Monday, Jul. 31, 1950
Mr. Stalin, Meet Mr. Truman
BEHIND CLOSED DOORS (367 pp.]--Ellis M. Zacharias--Putnam ($3.75).
Rear Admiral Ellis M. Zacharias, 60, U.S.N. (ret.), would be the first to agree with his publishers' estimate of him: "America's greatest intelligence expert." His first unblushing bid for the title was Secret Missions (TIME, Dec. 23, 1946), a postwar expose of U.S. naval intelligence in which it didn't take much reading between the lines to guess that Intelligence Officer Zacharias had been a live brain awash among saltwater boneheads.
The admiral's new book, Behind Closed Doors, is boldly subtitled "The Secret History of the Cold War." In spite of side-of-the-mouth assurance that much of this is inside stuff, most of it is available to any Washington newspaperman who can get a few weeks' leave of absence.

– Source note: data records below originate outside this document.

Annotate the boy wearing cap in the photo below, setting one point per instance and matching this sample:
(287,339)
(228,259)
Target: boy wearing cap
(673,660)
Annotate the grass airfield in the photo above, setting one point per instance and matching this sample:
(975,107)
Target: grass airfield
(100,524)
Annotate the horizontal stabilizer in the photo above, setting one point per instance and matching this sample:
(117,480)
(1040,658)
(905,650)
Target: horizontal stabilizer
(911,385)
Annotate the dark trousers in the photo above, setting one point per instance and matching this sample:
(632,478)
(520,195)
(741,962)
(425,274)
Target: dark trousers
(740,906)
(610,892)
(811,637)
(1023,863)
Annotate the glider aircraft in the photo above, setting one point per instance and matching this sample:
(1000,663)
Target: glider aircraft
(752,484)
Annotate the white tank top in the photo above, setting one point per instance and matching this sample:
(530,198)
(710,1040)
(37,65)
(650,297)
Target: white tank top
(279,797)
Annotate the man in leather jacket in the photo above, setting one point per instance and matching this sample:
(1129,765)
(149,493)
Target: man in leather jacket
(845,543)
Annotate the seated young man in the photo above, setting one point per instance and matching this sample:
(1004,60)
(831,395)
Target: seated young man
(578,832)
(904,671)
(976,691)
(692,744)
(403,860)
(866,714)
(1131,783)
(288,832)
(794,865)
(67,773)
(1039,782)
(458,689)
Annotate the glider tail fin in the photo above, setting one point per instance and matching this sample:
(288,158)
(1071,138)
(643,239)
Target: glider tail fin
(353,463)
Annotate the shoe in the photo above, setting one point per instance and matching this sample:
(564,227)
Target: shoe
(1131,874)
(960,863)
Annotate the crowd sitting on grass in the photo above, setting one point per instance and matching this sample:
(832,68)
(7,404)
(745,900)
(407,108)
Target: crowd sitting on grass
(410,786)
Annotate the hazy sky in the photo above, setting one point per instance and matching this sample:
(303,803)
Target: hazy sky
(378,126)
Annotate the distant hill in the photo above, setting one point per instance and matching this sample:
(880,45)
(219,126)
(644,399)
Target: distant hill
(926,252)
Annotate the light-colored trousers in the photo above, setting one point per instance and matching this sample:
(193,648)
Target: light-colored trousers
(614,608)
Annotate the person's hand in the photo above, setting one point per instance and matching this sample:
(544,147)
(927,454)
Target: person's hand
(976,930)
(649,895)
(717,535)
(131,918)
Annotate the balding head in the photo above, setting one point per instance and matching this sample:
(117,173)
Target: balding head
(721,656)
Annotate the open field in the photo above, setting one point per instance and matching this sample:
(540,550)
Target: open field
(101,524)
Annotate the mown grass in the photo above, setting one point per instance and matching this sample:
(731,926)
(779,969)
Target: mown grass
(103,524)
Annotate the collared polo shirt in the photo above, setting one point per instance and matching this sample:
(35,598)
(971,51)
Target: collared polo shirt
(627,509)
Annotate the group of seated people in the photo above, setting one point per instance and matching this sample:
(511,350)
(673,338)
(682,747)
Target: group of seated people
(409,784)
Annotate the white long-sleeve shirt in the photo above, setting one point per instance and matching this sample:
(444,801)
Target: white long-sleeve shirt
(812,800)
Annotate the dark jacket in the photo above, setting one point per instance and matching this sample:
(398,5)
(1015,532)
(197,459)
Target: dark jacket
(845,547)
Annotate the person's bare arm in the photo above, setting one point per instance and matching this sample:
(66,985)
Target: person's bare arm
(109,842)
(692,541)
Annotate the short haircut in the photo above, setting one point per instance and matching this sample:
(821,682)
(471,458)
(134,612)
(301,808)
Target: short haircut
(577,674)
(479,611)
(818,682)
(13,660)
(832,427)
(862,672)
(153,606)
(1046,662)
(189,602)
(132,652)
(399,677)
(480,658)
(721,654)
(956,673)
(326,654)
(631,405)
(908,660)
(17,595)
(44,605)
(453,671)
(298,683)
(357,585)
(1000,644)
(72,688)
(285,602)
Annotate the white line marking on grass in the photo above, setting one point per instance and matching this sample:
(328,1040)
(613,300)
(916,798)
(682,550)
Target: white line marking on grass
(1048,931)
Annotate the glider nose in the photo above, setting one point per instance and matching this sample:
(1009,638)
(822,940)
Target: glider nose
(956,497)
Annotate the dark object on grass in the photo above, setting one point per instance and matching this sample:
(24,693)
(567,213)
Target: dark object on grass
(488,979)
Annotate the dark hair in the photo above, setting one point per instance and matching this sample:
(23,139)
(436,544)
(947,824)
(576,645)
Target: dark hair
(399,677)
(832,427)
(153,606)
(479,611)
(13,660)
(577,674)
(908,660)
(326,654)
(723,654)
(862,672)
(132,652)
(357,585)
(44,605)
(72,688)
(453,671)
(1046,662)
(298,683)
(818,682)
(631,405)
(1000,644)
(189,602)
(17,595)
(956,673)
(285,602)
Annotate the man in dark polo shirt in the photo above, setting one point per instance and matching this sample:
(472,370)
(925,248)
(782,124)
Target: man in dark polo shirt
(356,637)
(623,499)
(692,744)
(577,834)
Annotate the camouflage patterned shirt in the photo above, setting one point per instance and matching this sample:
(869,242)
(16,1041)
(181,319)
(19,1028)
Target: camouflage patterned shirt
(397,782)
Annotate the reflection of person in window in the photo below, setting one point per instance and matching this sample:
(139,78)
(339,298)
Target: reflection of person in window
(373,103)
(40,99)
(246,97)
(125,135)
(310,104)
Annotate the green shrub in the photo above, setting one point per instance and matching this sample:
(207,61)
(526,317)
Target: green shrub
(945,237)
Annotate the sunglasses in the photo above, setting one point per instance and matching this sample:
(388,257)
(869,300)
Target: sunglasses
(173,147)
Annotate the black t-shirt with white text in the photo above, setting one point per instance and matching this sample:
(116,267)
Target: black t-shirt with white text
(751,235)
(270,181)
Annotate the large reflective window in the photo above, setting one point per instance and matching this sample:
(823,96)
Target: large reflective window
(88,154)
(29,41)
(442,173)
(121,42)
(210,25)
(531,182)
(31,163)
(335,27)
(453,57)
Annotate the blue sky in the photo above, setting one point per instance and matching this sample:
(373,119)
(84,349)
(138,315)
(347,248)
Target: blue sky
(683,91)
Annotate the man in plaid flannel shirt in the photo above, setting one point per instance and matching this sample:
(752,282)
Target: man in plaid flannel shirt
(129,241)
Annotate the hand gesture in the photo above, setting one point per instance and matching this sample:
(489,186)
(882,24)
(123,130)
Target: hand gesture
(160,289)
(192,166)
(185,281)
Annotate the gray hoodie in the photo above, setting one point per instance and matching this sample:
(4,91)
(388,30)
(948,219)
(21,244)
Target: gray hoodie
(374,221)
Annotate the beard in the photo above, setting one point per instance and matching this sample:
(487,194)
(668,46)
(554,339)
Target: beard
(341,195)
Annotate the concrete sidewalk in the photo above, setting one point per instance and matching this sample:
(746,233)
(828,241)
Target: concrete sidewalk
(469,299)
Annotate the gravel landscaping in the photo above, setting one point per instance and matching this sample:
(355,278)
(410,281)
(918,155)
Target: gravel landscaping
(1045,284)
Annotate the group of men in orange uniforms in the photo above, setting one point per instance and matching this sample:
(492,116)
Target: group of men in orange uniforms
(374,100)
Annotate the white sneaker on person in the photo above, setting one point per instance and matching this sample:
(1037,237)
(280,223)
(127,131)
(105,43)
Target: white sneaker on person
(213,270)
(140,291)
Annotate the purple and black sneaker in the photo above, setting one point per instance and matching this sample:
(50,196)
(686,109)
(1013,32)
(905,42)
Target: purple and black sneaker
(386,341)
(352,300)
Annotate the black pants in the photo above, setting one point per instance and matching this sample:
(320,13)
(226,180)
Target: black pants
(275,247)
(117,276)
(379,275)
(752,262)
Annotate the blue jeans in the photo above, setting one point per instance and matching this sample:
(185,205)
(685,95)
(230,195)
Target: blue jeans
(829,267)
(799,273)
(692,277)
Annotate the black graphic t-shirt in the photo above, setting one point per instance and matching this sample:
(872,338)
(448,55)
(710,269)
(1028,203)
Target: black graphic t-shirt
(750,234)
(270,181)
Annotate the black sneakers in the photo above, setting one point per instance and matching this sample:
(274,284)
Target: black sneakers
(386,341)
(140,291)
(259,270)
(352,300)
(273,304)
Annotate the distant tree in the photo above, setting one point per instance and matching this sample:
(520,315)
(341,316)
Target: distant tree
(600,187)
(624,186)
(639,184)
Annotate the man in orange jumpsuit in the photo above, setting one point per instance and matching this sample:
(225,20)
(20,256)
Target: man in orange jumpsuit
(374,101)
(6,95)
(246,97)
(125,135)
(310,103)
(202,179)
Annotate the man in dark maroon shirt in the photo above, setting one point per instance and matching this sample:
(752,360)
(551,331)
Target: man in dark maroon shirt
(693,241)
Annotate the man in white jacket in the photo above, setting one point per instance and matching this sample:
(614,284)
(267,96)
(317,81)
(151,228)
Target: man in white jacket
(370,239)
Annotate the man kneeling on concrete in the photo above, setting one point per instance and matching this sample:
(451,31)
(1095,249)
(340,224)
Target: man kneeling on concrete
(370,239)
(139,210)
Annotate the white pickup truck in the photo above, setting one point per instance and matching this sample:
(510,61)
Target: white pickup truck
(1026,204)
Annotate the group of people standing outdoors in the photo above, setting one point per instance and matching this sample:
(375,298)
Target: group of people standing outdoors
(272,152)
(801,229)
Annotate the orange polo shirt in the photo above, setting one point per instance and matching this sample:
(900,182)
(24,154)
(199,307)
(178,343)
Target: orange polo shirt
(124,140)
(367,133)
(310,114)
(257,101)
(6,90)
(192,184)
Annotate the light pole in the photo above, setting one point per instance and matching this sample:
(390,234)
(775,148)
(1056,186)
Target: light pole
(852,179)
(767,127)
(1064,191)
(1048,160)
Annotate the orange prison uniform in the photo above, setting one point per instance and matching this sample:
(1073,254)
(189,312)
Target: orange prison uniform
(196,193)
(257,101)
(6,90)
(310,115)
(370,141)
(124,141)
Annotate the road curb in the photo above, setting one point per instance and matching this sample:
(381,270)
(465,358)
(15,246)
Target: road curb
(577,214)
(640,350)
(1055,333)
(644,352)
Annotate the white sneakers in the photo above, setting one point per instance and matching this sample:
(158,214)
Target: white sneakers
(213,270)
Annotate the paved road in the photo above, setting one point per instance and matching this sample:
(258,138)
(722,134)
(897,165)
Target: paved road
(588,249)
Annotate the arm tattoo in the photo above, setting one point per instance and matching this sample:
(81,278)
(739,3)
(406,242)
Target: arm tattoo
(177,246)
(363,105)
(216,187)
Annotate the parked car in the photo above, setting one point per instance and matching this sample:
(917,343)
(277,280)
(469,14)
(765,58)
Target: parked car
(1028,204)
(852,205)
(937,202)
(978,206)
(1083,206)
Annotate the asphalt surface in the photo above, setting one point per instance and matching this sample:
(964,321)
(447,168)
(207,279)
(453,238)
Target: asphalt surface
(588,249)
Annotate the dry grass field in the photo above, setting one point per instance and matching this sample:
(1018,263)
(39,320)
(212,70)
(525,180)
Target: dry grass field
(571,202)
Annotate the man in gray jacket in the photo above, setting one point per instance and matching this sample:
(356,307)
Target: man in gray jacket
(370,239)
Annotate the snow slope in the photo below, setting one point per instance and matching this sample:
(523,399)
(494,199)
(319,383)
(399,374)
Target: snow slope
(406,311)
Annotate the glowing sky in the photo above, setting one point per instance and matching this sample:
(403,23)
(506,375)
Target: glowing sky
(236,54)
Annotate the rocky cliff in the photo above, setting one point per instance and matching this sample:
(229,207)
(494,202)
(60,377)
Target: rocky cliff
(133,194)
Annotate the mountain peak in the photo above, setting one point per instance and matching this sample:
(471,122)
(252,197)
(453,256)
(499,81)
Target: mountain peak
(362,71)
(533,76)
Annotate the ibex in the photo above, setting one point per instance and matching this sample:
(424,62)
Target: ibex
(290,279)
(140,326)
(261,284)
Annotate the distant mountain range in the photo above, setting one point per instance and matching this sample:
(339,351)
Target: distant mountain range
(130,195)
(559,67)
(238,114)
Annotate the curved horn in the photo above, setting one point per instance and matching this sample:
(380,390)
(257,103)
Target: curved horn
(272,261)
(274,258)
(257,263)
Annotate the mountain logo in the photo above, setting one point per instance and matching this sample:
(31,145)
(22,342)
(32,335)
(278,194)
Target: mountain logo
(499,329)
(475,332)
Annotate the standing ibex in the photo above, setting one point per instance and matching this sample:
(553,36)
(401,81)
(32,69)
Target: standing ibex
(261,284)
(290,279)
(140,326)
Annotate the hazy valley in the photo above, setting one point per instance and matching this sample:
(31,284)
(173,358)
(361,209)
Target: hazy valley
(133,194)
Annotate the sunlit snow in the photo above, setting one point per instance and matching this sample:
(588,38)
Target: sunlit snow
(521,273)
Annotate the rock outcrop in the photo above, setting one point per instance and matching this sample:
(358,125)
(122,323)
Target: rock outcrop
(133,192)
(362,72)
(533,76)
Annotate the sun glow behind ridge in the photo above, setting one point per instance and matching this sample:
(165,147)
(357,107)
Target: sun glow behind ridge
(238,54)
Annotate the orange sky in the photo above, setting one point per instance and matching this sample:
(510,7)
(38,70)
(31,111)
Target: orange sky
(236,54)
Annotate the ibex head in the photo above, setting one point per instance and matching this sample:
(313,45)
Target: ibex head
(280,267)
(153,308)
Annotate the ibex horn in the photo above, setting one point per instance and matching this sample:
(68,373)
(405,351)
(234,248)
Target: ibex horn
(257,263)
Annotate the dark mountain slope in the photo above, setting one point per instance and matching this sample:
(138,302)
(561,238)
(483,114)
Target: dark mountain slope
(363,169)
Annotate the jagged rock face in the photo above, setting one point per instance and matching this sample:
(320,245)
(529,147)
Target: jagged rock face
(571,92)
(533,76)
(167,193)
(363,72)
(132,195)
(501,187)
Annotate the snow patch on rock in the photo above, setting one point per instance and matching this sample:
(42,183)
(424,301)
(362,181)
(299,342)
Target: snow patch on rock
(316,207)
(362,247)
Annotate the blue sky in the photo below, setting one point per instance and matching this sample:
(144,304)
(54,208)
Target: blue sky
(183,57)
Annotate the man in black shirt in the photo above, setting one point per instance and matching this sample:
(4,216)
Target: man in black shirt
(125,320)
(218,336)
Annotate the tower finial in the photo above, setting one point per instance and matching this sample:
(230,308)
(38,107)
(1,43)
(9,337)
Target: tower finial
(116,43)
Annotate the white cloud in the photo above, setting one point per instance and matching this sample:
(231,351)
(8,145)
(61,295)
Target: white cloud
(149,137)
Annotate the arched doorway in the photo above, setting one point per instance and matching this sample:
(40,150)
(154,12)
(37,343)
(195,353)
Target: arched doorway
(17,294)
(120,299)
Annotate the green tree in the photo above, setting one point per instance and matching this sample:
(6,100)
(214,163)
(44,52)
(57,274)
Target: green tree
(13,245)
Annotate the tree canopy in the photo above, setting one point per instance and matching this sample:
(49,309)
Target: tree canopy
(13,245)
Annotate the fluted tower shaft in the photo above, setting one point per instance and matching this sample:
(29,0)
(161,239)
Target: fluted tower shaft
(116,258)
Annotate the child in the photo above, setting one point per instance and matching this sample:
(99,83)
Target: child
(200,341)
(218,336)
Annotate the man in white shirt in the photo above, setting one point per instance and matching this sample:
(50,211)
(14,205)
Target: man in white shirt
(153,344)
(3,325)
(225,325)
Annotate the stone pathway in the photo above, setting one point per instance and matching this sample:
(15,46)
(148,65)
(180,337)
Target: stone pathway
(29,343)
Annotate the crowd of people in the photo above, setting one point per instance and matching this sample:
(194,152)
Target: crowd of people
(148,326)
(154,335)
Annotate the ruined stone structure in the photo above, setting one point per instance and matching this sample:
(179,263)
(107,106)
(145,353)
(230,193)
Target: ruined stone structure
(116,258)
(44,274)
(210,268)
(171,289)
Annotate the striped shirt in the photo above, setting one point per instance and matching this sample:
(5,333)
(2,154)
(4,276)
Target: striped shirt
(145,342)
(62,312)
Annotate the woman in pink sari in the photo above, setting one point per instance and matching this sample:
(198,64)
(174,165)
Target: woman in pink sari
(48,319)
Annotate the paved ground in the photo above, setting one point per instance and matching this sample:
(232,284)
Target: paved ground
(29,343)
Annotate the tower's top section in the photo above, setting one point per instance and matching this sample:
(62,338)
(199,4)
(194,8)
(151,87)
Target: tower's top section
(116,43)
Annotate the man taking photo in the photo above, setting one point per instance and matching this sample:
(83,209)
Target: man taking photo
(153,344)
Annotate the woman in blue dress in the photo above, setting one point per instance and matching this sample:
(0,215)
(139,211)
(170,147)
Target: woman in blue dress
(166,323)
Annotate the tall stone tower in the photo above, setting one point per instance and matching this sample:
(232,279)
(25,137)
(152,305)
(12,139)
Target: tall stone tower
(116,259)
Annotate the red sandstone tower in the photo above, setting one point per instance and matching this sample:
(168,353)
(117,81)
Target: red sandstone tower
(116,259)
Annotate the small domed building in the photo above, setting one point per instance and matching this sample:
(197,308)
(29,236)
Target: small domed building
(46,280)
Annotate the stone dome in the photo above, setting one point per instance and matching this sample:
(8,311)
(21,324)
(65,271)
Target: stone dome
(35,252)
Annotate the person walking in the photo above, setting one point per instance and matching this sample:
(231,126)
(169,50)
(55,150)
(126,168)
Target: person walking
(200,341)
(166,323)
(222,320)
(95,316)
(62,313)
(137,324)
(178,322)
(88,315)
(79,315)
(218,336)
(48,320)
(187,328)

Like everyone else, Annapolis-trained Zacharias is aware that Russia is committed to world domination, that Stalin is letting his Communist parties throughout the world carry the ball for him, that patterns of conquest have been laid down for most of the world's areas. Unlike most nowadays, he thinks that a Truman-Stalin talk "can settle the grave controversies between the U.S.S.R. and the U.S."
Should such a conference fail, Zacharias offers a list of suggestions which are either pretty obvious or pretty sure to precipitate the hot war he doesn't want, e.g., abrogation of the U.S. peace treaties with satellite Rumania, Bulgaria and Hungary, and establishment of U.S. military control over them if they didn't behave.